Beyah knows she can’t stay in Kentucky, but she has three months before college starts, so her only other option is going to stay with her dad. She and her dad aren’t super close, and she resents him a bit. She assumes she’ll be living in Seattle (which is where he lived the last time she’d visited him), but when she calls him she finds out that he has married a dentist from Houston. They have a summer house on Boliver Peninsula near Galveston, and Beyah is off to live with her estranged father, his new wife Alana and Alana’s daughter Sara.

It’s on the ferry to the peninsula that Beyah first runs into Samson. He snaps a picture of her and offers her $20 when he sees her eating a slice of bread from a loaf that she found on the ferry. For reasons you’ll learn if you read the book, Beyah is very offended by this gesture and it leads to a not-so-sweet interaction with Samson.

Later, after meeting Sara we learn that Sara’s boyfriend is close friends with Samson. Sara decides she wants to hook the two of them up, which Beyah has no interest in at first, but the more time she spends with Samson and the more she gets to know him, she realizes he is much more than the perceived spoiled rich guy she thought he was. Samson is super helpful to many people on the peninsula – especially an elderly widow named Marjorie, and obviously harboring some secrets of his own. The two of them realize they’re getting in too deep, so they both agree that when August rolls around – whatever is happening between them will be done. No strings attached. Beyah will go to Pennsylvania for college and Samson will leave for the military.

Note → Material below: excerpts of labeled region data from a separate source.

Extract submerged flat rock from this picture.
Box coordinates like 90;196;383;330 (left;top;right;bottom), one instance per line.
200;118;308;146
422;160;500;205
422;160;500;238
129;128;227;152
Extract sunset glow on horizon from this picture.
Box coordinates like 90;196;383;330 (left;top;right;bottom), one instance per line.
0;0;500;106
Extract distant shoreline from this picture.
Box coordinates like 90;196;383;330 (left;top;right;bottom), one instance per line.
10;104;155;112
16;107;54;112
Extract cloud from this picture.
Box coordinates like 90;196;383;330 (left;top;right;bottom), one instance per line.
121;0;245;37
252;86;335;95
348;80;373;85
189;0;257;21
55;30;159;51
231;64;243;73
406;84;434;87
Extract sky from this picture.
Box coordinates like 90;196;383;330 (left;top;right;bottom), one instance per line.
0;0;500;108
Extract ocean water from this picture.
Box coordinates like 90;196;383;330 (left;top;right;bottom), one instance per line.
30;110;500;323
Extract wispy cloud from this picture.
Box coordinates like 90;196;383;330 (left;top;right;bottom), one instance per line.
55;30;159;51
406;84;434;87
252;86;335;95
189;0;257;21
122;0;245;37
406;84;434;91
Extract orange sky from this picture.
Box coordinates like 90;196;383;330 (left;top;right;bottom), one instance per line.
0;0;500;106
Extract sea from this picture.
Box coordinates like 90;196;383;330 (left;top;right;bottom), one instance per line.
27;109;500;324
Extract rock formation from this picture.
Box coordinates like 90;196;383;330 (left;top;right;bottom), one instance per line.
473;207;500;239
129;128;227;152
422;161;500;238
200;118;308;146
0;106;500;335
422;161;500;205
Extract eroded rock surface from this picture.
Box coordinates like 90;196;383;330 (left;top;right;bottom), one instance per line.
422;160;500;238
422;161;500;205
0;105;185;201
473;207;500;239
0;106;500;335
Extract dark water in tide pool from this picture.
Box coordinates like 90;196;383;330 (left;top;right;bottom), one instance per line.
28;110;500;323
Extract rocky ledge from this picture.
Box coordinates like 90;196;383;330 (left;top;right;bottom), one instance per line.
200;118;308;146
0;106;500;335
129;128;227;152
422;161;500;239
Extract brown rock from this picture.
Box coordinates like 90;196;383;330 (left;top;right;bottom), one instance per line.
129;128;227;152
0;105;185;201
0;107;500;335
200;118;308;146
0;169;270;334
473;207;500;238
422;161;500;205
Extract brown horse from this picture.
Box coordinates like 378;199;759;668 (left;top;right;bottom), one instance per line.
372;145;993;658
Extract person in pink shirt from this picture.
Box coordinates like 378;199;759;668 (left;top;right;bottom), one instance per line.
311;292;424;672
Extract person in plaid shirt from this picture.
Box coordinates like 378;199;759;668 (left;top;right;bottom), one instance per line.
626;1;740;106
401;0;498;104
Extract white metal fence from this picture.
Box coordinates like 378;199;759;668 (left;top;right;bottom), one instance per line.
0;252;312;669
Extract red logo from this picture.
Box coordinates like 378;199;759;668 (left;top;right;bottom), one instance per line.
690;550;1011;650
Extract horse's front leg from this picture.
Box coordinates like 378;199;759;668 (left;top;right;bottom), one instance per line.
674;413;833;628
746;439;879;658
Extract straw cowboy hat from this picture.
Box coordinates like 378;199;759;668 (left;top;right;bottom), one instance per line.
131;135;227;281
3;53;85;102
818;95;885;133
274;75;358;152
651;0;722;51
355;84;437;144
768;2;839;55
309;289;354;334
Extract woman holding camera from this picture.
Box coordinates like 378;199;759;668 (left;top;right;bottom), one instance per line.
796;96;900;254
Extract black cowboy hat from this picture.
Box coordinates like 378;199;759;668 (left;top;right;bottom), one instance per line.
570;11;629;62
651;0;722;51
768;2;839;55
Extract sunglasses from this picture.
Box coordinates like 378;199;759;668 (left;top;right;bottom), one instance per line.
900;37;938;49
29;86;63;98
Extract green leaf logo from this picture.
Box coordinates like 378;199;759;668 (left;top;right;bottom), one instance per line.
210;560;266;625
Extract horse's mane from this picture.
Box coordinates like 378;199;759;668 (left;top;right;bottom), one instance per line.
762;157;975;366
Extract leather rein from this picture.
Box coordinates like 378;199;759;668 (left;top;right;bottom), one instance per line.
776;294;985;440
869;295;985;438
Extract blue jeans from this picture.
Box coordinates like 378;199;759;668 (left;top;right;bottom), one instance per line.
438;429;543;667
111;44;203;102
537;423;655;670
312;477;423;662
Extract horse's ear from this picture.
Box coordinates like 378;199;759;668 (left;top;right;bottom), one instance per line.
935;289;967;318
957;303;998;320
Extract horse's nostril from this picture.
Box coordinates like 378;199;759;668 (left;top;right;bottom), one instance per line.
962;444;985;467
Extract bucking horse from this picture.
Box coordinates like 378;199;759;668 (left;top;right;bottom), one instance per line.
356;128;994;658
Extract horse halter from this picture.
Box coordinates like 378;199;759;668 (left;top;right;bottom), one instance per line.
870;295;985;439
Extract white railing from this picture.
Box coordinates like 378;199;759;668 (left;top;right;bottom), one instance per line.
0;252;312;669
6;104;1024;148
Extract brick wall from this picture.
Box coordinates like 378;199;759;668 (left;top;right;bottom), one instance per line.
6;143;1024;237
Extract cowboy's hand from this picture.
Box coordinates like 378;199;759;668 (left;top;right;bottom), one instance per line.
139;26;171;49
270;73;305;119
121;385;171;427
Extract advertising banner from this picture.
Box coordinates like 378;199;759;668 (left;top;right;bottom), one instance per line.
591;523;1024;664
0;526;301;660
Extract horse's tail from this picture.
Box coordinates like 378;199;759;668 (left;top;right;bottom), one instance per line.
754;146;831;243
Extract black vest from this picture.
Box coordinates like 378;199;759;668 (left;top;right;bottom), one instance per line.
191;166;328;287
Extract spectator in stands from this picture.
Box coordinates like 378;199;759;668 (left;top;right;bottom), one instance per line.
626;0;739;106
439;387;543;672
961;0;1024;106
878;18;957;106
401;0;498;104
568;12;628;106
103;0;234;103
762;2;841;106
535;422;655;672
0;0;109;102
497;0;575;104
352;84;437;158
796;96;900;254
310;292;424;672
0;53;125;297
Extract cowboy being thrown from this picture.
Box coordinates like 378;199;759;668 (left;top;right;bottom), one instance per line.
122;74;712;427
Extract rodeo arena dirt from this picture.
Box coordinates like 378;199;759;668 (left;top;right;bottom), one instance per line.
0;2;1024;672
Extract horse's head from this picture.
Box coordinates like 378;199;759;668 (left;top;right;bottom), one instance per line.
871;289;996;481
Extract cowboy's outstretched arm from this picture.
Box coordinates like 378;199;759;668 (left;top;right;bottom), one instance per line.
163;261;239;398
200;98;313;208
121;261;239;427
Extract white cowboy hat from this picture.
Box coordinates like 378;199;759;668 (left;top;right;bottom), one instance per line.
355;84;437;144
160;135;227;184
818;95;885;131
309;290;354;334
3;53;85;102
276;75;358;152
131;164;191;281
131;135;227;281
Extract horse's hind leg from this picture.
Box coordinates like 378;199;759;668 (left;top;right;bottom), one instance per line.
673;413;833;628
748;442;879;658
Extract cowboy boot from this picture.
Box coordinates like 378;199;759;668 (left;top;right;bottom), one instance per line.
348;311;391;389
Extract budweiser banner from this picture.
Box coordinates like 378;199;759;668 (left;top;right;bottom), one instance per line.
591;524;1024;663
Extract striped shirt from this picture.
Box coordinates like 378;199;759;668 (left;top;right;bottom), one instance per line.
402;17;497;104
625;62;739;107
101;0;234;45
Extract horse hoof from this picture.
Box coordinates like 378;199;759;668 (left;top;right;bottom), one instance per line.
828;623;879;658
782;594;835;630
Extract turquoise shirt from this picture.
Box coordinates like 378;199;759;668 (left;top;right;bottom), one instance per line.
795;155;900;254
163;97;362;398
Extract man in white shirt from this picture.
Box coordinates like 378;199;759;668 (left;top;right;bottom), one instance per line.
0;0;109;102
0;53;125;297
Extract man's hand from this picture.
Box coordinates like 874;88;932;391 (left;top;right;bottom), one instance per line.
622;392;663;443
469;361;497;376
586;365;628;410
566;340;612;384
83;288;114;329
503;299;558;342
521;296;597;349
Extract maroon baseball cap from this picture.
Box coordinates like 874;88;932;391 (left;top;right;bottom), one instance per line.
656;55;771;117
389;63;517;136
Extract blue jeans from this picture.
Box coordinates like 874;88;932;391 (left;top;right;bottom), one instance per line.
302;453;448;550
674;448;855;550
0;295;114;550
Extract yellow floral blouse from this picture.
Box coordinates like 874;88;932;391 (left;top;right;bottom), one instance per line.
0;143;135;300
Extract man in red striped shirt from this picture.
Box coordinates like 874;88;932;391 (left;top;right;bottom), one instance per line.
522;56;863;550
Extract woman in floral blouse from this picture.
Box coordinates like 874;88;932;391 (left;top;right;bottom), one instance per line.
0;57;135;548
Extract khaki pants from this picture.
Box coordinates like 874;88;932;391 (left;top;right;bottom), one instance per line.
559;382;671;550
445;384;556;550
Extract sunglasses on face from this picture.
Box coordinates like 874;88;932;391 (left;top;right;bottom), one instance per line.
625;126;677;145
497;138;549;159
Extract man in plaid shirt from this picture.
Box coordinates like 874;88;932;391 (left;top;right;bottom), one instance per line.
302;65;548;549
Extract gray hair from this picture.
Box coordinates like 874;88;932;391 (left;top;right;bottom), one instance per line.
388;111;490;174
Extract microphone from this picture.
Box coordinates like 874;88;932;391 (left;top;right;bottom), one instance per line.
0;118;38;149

But as the days pass and Beyah learns more about Samson, she realizes leaving him is not going to be easy, but just when she thinks she has him figured out the truth about who Samson really is is revealed and it changes the course of both their lives.

I loved the complexity of both of the characters. I loved that Sara and Beyah developed a really sweet friendship. There was no “wicked stepsister/mean girl” bullshit and it was so refreshing to see how their friendship developed, and how they both helped each other with their insecurities.

The book was both hopeful and heartbreaking. For some reason, whenever I hear the song “exile” by Bon Iver and Taylor Swift it makes me think of this book.

I would highly recommend this one if you like a good contemporary romance – especially if you prefer them to be something other than sticky sweet.